Les quatre pays du Sud-Est asiatique dont nous parlons, démunis, certains, d’espaces et tous de ressources naturelles, ont pu sortir de la pauvreté grâce à l’impressionnante dynamique de croissance de leurs économies, qui trouve son origine dans le développement continu (quantitatif et qualitatif) du secteur industriel et l’orientation à l’exportation. Leur expérience, largement étudiée et analysée depuis le fameux rapport de la Banque mondiale de 1993, «The East Asian Miracle : Economic Growth and Public Policy», fait figure de modèle, suivi par l’émergence d’une nouvelle génération telle que la Malaisie, l’Indonésie, la Thaïlande, les Philippines, le Vietnam (appelés les tigres), mais aussi la Chine, l’Inde et le Brésil pour ne citer qu’eux. Cependant, les pays qui sont dotés de ressources naturelles abondantes sont restés en général des pays sous-développés, à tel point que l’on a pu parler de phénomène qu'on a baptisé la «malédiction des ressources naturelles».

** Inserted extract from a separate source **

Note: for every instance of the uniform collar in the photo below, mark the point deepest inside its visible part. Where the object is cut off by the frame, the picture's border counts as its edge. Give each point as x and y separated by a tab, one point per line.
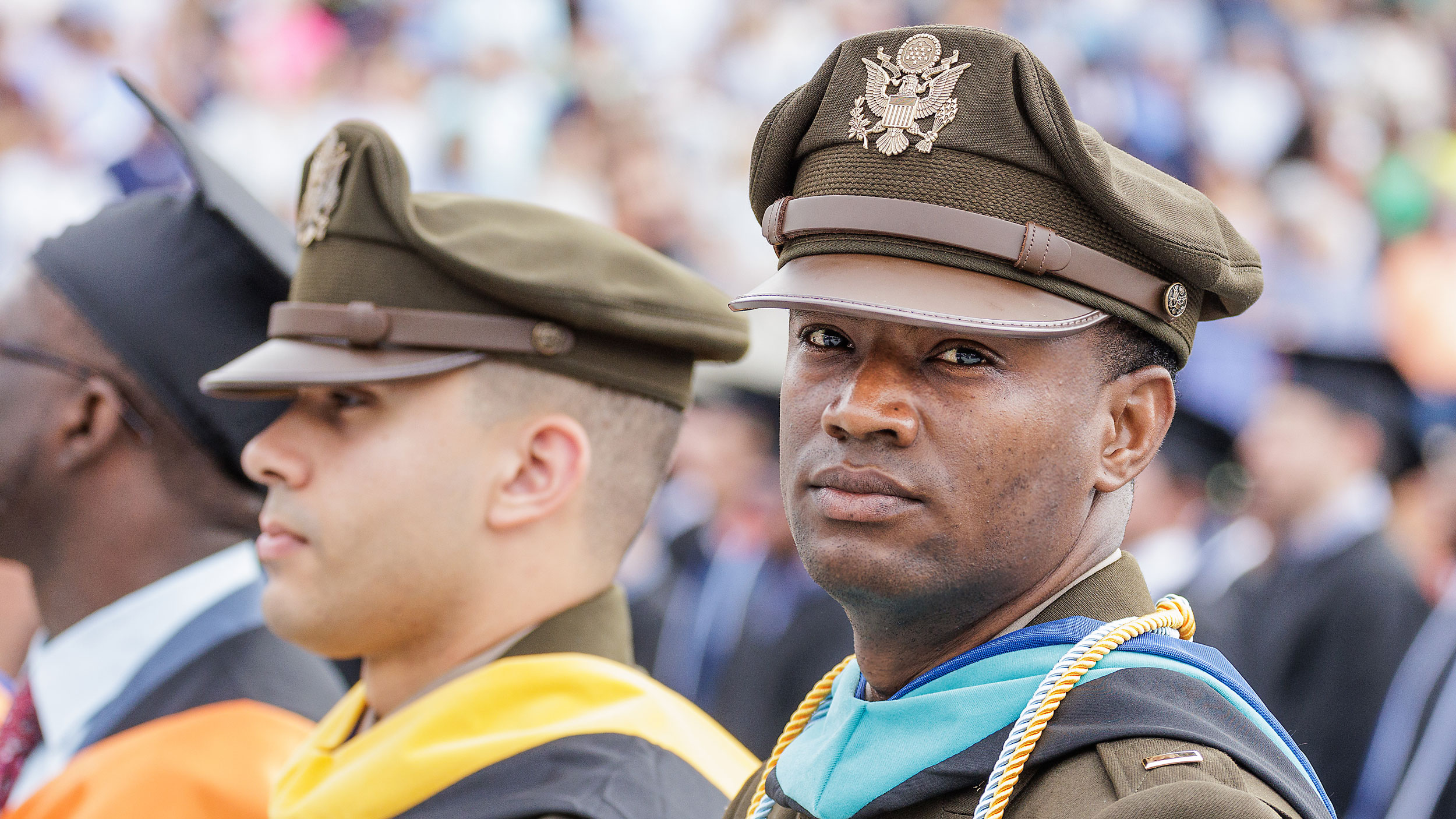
1111	594
600	626
1027	619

Le terme d’«économie émergente» ou pays dit «émergent» est né dans les années 1980. On attribue à l’économiste Van Agtmael la première utilisation de l'expression de «marchés émergents», qu’il a utilisée en 1981 pour parler des PED offrant des opportunités pour les investisseurs et en phase de développement avancée (pays du Sud-Est asiatique). Ce terme est repris ensuite par les institutions internationales pour désigner les pays où l’industrialisation est particulièrement rapide : c’est la naissance du concept de l’«émergence économique». En dépit des différences qui existent dans la définition de l’émergence économique, on retrouve dans ce concept trois éléments importants selon la définition du Centre d’études prospectives et d’informations internationales (CEPII, 1996) : - (1) un niveau de revenu inférieur à la moyenne des pays développés ; - (2) une croissance économique soutenue et rapide accompagnée d’une intégration croissante à l’économie mondiale (sur une période relativement longue), et (3) une attraction exercée sur les Investissements directs étrangers (IDE). Associée à ces trois éléments, l’émergence désigne une capacité de concurrence de l’économie, et de fait, une dynamique vers le développement économique. À ce stade, il y a une amélioration du niveau de vie des populations d’une nation, qui se traduit par une hausse des indicateurs de développement humain et un accroissement de la richesse. L’émergence économique est constamment utilisée pour indiquer des exemples en matière de performance économique réalisée par des PED (principalement les pays du Sud-Est asiatique), et désigner ainsi les nouvelles grandes puissances économiques à l’échelle mondiale. En somme, le phénomène de l’émergence jouit d’une grande popularité à cause des potentialités qu’il recèle. Le Nigeria ou le Kenya, parmi bien d’autres, se qualifient volontiers de pays émergents. Cependant, un certain nombre de règles ou de conditions doivent être réunies pour le phénomène de l’émergence.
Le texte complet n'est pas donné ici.